Microspectrophotometric measurements were performed on 217 photoreceptors from cynomolgus, Macaca fascicularis, and rhesus, M. mulatta, monkeys. The distributions of cell types, for rods and blue, green, and red cones were: 52, 12, 47, and 44, respectively, for the cynomolgus, and 22, 4, 13, and 13 for the rhesus. Visual cells were obtained fresh (unfixed), mounted in various media (some containing 11- cis-retinal), and then located visually under dim red (650 nm) illumination. Absolute absorbance (A), linear dichroism (LD), and bleaching difference (BD) absorbance spectra were recorded through the sides of outer segments. The spectra were subjected to rigorous selection criteria, followed by digital averaging and Fourier transform filtering. Statistical methods were also applied to the accepted samples in the estimation of population means and variances. The wavelength of mean peak absorbance (lambda max) and the standard error at 95% certainty of the rod and blue, green, and red cone pigments in cynomolgus were 499.7 +/- 2.5, 431.4 +/- 4.2, 533.9 +/- 2.4, and 565.9 +/- 2.8 nm, respectively.
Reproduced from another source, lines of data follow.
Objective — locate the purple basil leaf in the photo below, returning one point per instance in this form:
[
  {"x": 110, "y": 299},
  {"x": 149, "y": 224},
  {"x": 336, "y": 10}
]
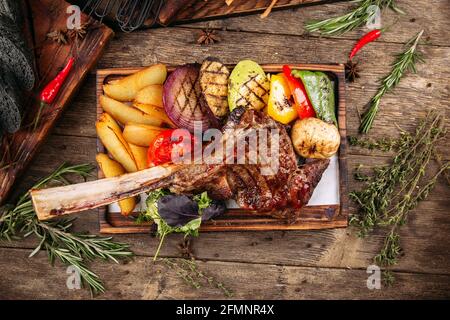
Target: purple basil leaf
[
  {"x": 177, "y": 210},
  {"x": 216, "y": 209}
]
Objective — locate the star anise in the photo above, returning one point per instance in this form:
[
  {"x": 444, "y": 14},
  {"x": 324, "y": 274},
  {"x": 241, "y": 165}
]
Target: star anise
[
  {"x": 58, "y": 35},
  {"x": 208, "y": 36},
  {"x": 79, "y": 33},
  {"x": 185, "y": 249},
  {"x": 351, "y": 71}
]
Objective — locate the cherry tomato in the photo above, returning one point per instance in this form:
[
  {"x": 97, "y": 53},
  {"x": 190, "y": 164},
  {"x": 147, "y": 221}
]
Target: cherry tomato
[
  {"x": 168, "y": 144},
  {"x": 302, "y": 104}
]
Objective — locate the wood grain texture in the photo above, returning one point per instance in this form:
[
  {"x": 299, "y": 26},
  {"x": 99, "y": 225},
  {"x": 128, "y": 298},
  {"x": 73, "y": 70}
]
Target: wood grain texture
[
  {"x": 205, "y": 10},
  {"x": 144, "y": 279},
  {"x": 23, "y": 145},
  {"x": 311, "y": 217},
  {"x": 334, "y": 256}
]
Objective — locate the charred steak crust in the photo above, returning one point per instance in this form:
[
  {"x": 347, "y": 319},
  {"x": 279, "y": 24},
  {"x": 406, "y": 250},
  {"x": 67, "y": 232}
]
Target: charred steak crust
[{"x": 278, "y": 194}]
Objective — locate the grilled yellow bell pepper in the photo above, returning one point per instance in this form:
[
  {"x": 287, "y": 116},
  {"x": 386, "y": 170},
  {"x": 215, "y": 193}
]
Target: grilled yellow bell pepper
[{"x": 280, "y": 106}]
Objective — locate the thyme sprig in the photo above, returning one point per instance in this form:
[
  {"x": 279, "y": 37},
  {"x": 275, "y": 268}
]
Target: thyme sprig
[
  {"x": 189, "y": 272},
  {"x": 406, "y": 61},
  {"x": 353, "y": 19},
  {"x": 20, "y": 221},
  {"x": 396, "y": 189}
]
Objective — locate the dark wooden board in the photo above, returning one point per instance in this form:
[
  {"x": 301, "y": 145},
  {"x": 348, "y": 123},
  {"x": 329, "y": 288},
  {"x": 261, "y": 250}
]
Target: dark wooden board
[
  {"x": 214, "y": 9},
  {"x": 201, "y": 10},
  {"x": 46, "y": 16},
  {"x": 311, "y": 217}
]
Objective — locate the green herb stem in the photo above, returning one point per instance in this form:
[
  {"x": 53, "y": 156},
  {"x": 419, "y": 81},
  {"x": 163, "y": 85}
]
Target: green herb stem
[
  {"x": 353, "y": 19},
  {"x": 20, "y": 221},
  {"x": 406, "y": 61}
]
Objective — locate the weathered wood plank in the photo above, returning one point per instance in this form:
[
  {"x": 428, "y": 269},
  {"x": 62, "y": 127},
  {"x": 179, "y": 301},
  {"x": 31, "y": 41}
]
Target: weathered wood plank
[
  {"x": 430, "y": 15},
  {"x": 24, "y": 278},
  {"x": 424, "y": 238}
]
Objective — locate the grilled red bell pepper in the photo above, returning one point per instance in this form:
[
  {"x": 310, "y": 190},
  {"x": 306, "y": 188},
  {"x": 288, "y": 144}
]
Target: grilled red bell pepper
[
  {"x": 167, "y": 143},
  {"x": 302, "y": 104}
]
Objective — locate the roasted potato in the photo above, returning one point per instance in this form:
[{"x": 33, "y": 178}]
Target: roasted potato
[
  {"x": 133, "y": 114},
  {"x": 126, "y": 88},
  {"x": 140, "y": 155},
  {"x": 110, "y": 122},
  {"x": 314, "y": 138},
  {"x": 155, "y": 112},
  {"x": 110, "y": 169},
  {"x": 140, "y": 134},
  {"x": 151, "y": 94},
  {"x": 115, "y": 143}
]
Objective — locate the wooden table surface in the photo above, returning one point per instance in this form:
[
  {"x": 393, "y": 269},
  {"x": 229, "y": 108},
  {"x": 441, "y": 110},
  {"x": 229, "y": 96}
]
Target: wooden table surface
[{"x": 325, "y": 264}]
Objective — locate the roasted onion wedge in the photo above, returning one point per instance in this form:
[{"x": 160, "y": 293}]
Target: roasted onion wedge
[{"x": 182, "y": 99}]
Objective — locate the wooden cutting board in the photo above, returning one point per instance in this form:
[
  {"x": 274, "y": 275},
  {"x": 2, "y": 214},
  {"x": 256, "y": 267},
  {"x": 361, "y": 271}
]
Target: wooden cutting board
[
  {"x": 44, "y": 16},
  {"x": 311, "y": 217},
  {"x": 213, "y": 9}
]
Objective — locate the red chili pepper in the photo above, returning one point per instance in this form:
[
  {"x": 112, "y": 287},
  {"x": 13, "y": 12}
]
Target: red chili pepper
[
  {"x": 367, "y": 38},
  {"x": 51, "y": 90},
  {"x": 302, "y": 104},
  {"x": 167, "y": 143}
]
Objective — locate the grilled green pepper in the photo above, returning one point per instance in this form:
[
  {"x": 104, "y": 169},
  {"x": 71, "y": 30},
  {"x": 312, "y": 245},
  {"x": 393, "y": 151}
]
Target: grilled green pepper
[{"x": 320, "y": 92}]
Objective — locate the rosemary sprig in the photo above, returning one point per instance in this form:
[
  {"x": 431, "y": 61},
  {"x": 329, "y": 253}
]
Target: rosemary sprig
[
  {"x": 20, "y": 221},
  {"x": 351, "y": 20},
  {"x": 189, "y": 271},
  {"x": 406, "y": 61},
  {"x": 396, "y": 189}
]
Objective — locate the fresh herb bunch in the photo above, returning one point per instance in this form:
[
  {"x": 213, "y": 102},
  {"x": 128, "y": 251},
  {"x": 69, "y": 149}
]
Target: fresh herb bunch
[
  {"x": 396, "y": 189},
  {"x": 351, "y": 20},
  {"x": 406, "y": 61},
  {"x": 189, "y": 271},
  {"x": 179, "y": 214},
  {"x": 20, "y": 221}
]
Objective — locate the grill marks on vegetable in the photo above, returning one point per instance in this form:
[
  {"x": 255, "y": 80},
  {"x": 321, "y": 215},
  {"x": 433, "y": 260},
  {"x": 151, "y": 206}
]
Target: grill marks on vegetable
[
  {"x": 183, "y": 99},
  {"x": 253, "y": 93},
  {"x": 214, "y": 85},
  {"x": 189, "y": 94}
]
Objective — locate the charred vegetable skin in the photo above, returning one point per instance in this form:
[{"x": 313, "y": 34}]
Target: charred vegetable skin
[
  {"x": 182, "y": 99},
  {"x": 302, "y": 104},
  {"x": 214, "y": 84},
  {"x": 280, "y": 107},
  {"x": 248, "y": 86},
  {"x": 320, "y": 92}
]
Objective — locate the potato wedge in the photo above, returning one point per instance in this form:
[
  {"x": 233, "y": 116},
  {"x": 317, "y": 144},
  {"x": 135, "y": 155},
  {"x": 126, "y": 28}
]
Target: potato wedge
[
  {"x": 140, "y": 156},
  {"x": 151, "y": 94},
  {"x": 155, "y": 112},
  {"x": 132, "y": 114},
  {"x": 112, "y": 168},
  {"x": 104, "y": 117},
  {"x": 126, "y": 88},
  {"x": 140, "y": 134},
  {"x": 115, "y": 144}
]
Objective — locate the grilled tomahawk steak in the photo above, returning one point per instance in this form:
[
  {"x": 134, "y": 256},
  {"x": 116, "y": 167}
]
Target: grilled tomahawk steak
[{"x": 277, "y": 194}]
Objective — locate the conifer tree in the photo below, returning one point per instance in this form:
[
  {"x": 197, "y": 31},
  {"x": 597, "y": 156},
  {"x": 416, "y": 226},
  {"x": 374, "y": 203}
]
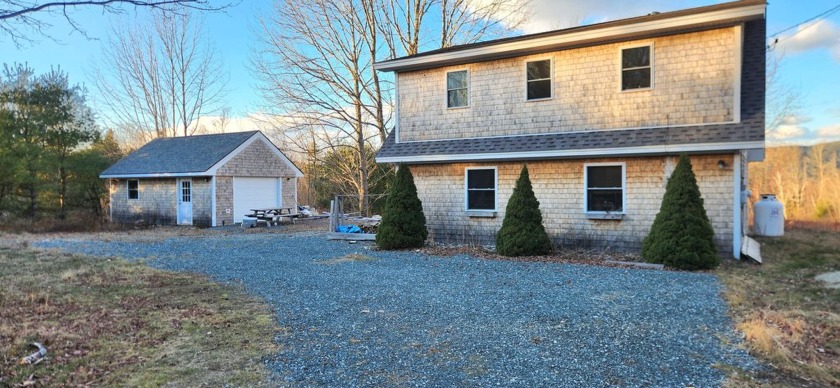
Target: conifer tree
[
  {"x": 403, "y": 222},
  {"x": 681, "y": 236},
  {"x": 522, "y": 232}
]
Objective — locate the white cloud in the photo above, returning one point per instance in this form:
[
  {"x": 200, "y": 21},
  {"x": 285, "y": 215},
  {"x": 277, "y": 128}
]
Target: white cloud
[
  {"x": 787, "y": 132},
  {"x": 555, "y": 14},
  {"x": 823, "y": 34},
  {"x": 831, "y": 131},
  {"x": 795, "y": 120}
]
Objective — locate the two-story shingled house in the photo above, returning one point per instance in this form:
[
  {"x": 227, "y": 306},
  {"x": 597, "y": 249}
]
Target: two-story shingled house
[{"x": 600, "y": 114}]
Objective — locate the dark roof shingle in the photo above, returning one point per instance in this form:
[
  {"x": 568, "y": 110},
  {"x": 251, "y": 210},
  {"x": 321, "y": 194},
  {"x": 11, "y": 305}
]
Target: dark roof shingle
[{"x": 178, "y": 155}]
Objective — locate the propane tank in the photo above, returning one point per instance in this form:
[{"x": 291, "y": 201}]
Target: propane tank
[{"x": 769, "y": 217}]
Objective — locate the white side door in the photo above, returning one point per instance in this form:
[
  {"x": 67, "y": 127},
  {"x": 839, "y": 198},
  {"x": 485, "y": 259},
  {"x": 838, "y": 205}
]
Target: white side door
[{"x": 184, "y": 194}]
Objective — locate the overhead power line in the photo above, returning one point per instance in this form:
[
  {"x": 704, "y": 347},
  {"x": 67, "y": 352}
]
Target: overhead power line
[{"x": 824, "y": 14}]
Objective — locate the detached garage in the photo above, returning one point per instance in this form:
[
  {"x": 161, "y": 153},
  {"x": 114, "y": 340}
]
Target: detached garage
[{"x": 207, "y": 180}]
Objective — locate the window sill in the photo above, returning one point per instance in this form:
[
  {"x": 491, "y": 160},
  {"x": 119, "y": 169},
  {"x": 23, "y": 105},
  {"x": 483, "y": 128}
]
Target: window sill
[
  {"x": 636, "y": 90},
  {"x": 481, "y": 213},
  {"x": 604, "y": 216},
  {"x": 539, "y": 99}
]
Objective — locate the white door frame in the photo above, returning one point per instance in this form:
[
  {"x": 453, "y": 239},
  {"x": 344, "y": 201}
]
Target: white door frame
[{"x": 179, "y": 200}]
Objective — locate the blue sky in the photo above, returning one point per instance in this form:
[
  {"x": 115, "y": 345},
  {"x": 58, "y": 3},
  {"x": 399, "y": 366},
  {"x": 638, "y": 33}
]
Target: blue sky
[{"x": 811, "y": 64}]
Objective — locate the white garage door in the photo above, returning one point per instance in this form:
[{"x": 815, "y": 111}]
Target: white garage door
[{"x": 254, "y": 193}]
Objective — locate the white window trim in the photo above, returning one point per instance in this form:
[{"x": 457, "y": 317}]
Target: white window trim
[
  {"x": 623, "y": 186},
  {"x": 495, "y": 188},
  {"x": 128, "y": 189},
  {"x": 446, "y": 89},
  {"x": 550, "y": 78},
  {"x": 621, "y": 69}
]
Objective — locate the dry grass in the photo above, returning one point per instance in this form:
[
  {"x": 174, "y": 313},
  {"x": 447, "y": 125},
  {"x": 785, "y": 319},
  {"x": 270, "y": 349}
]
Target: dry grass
[
  {"x": 110, "y": 322},
  {"x": 788, "y": 318}
]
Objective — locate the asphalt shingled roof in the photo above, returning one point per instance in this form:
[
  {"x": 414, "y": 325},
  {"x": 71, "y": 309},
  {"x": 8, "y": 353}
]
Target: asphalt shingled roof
[{"x": 176, "y": 155}]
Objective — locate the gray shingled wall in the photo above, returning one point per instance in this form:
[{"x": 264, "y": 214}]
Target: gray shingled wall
[{"x": 559, "y": 187}]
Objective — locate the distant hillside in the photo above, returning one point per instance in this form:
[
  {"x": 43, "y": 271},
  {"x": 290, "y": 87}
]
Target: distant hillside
[{"x": 804, "y": 178}]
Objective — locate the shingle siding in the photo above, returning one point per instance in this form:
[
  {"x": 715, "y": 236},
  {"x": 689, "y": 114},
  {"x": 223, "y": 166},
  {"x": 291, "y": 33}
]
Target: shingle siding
[
  {"x": 750, "y": 129},
  {"x": 158, "y": 202},
  {"x": 256, "y": 160},
  {"x": 694, "y": 78},
  {"x": 559, "y": 187}
]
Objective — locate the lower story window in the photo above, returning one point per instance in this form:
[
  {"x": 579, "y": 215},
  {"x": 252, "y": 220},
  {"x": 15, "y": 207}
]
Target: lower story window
[
  {"x": 481, "y": 189},
  {"x": 605, "y": 188},
  {"x": 133, "y": 189}
]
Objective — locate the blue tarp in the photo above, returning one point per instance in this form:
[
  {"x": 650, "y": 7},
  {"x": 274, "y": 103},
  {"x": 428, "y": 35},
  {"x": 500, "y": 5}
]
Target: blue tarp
[{"x": 348, "y": 229}]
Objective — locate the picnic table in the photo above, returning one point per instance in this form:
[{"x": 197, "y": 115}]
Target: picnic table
[{"x": 272, "y": 215}]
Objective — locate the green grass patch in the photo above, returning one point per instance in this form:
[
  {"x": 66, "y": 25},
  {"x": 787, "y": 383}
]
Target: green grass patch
[
  {"x": 790, "y": 319},
  {"x": 111, "y": 322}
]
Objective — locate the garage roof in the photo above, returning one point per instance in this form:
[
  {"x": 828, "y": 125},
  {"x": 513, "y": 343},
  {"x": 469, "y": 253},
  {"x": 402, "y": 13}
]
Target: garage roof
[{"x": 183, "y": 156}]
The rhesus pigments were statistically indistinguishable from the cynomolgus, having lambda max of approximately 500, 431, 534, and 566 nm. Statistical tests did not reveal the presence of a lambda max subpopulation (i.e., anomalous pigments). The bandwidth of each alpha-band was determined in two segments, giving rise to the longwave half-density (LWHDBW), shortwave half-density (SWHDBW), and total half-density (THDBW) bandwidths. The LWHDBW was found to have the smallest variance. Both the LWHDBW and the THDBW showed linear dependence on the peak wavenumber (lambda max)-1 for the four macaque pigments.